Some King Dollar profit-taking is also benefiting the base metals sector as hedge funds hold a slightly bearish stance on copper.
Copper’s disaggregated report showed that money-managed speculative gross long positions in Comex high-quality copper futures fell by 1,074 contracts to 36,543. At the same time, short positions increased by 1,392 contracts to 47,676.
The positioning in the copper market remains bearish as net shorts remained relatively unchanged at 11,133 contracts. Speculative positioning on copper weighed on prices, which managed to maintain the support at $ 6.40 per pound.

The global economic outlook remains bleak and recession fears continue to rise, which continue to pose a risk to copper; however, Darin Newsom, president of Darin Newsom Analysis, said the market is experiencing solid bullish technical momentum.

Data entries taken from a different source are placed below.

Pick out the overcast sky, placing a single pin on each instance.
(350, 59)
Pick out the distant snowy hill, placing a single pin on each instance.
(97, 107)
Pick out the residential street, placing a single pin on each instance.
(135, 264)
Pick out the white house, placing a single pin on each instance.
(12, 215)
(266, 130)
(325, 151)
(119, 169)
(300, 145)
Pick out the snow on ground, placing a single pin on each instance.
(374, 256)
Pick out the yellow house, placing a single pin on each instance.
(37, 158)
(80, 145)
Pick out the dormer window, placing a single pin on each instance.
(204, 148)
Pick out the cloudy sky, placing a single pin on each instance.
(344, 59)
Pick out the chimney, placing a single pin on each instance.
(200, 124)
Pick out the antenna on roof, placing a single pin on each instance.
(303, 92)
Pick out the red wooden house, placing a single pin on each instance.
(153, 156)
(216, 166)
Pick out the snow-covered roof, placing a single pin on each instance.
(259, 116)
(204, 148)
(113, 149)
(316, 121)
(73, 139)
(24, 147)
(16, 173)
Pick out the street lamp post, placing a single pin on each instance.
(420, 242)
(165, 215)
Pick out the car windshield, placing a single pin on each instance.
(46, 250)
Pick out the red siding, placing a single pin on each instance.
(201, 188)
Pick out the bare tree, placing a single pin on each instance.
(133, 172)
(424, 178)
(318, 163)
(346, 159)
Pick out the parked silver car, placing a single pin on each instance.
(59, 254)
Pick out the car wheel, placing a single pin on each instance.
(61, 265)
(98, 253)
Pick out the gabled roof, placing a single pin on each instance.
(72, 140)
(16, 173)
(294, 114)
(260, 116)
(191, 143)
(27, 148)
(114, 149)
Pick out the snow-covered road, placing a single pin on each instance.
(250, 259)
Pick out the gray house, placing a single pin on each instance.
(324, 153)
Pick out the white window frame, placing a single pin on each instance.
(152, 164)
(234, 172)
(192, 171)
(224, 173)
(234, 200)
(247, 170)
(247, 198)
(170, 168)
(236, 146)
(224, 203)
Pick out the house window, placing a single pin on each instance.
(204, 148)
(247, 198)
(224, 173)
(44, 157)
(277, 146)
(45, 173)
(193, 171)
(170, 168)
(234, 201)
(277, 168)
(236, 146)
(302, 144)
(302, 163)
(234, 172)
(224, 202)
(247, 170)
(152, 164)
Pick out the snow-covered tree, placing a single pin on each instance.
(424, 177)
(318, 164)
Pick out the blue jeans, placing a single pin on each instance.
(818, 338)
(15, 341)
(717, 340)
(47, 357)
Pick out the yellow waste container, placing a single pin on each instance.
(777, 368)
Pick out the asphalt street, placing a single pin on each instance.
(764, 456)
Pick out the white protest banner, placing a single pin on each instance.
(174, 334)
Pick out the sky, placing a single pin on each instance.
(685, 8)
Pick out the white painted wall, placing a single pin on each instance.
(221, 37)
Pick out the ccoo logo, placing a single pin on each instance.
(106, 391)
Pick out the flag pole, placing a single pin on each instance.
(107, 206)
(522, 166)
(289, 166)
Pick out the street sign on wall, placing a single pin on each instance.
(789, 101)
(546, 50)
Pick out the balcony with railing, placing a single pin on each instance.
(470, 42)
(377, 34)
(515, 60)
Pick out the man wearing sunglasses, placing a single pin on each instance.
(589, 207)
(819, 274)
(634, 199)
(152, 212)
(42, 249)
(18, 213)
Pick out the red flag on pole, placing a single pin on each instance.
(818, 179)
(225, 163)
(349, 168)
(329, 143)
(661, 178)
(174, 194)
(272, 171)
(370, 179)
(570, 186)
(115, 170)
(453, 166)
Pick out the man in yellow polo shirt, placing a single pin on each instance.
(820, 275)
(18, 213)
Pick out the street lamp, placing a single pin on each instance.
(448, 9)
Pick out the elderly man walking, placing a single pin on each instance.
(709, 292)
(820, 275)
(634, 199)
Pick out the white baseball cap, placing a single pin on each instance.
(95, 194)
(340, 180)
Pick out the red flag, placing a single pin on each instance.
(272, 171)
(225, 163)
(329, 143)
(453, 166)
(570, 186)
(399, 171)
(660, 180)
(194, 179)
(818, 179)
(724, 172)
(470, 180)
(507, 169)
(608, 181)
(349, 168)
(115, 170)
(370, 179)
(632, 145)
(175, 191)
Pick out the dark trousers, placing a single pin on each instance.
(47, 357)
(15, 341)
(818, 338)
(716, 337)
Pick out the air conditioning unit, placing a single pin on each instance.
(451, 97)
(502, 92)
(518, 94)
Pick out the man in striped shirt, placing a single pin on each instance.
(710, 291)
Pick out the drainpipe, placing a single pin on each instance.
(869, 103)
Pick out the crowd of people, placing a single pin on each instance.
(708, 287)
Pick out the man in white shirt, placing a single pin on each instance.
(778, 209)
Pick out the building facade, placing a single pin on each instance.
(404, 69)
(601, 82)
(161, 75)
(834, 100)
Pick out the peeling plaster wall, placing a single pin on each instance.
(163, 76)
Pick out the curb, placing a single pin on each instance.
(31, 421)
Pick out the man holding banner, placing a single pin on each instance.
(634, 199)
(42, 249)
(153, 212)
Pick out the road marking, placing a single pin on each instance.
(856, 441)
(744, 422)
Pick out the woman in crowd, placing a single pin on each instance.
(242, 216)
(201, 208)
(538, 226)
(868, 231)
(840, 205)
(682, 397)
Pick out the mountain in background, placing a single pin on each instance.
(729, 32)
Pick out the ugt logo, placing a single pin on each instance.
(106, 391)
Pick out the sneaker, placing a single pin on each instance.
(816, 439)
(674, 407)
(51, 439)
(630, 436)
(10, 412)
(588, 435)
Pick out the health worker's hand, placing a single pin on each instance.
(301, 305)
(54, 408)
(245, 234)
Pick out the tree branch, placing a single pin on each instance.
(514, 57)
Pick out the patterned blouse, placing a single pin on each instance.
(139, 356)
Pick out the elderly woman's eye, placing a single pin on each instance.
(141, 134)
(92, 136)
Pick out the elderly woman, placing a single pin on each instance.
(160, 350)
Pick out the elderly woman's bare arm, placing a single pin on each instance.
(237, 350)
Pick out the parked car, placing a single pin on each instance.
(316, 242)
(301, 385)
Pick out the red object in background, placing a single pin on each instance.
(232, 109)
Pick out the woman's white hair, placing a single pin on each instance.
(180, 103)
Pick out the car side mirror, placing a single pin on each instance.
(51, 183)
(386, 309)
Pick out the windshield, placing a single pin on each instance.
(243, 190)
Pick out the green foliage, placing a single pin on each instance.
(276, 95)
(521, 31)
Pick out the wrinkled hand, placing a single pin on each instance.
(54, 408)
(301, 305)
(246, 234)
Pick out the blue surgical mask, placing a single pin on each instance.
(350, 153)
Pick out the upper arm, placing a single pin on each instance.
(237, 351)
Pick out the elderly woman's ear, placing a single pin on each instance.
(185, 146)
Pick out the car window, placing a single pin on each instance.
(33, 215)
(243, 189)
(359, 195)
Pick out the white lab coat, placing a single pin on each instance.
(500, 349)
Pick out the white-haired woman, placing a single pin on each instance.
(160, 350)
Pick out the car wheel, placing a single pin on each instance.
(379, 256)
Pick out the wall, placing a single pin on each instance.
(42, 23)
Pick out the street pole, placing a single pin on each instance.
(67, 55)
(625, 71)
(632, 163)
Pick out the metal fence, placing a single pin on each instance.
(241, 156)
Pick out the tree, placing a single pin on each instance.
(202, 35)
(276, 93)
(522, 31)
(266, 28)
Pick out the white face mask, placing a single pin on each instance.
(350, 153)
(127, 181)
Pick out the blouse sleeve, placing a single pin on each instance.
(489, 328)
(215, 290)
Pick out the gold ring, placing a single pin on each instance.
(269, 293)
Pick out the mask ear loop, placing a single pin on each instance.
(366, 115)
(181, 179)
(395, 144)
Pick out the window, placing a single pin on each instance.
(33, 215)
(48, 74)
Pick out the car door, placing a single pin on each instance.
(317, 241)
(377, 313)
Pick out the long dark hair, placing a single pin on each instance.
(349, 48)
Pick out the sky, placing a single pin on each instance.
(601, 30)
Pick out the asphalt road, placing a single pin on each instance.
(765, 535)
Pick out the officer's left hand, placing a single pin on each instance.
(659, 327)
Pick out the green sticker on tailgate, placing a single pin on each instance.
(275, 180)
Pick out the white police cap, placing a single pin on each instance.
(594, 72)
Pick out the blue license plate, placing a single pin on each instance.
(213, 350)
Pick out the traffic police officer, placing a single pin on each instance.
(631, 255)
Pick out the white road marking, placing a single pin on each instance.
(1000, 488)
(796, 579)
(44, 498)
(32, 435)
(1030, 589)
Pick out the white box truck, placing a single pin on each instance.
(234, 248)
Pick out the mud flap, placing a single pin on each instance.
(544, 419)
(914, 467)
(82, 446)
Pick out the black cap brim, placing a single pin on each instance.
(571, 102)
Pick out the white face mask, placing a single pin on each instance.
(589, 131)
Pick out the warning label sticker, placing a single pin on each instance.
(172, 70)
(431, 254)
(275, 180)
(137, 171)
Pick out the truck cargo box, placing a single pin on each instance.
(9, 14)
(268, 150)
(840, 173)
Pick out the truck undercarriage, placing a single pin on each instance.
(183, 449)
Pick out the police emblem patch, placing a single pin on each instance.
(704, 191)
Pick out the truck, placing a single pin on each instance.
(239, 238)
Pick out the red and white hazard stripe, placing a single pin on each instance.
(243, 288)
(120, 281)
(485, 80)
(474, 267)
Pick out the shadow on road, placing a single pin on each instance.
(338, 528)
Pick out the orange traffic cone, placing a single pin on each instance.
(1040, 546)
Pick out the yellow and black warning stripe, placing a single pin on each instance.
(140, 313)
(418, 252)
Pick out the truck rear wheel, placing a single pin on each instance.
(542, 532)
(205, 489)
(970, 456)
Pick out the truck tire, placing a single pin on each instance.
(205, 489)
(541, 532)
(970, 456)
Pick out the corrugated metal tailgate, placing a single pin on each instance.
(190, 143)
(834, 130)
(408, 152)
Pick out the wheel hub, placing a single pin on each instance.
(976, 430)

“We may not know the real reasons why copper is recovering, but the new uptrend is based on buying interest in both commercial interests. Non-commercial interests have been slow to react, as seen in recent CFTC Commitments of Traders reports (legacy / futures only, the only one that matters), with the last week showing an increase in the net position on the group’s short futures. This opens the door to a stronger rally in futures when this group it will start hedging those short futures, “he said in a statement Friday.

Disclaimer: The views expressed in this article are those of the author and may not reflect those of Kitco Metals Inc. The author has made every effort to ensure the accuracy of the information provided; however, neither Kitco Metals Inc. nor the author can guarantee this accuracy. This article is for informational purposes only. It is not a solicitation to trade in commodities, securities or other financial instruments. Kitco Metals Inc. and the author of this article disclaim any liability for loss and / or damage resulting from the use of this publication.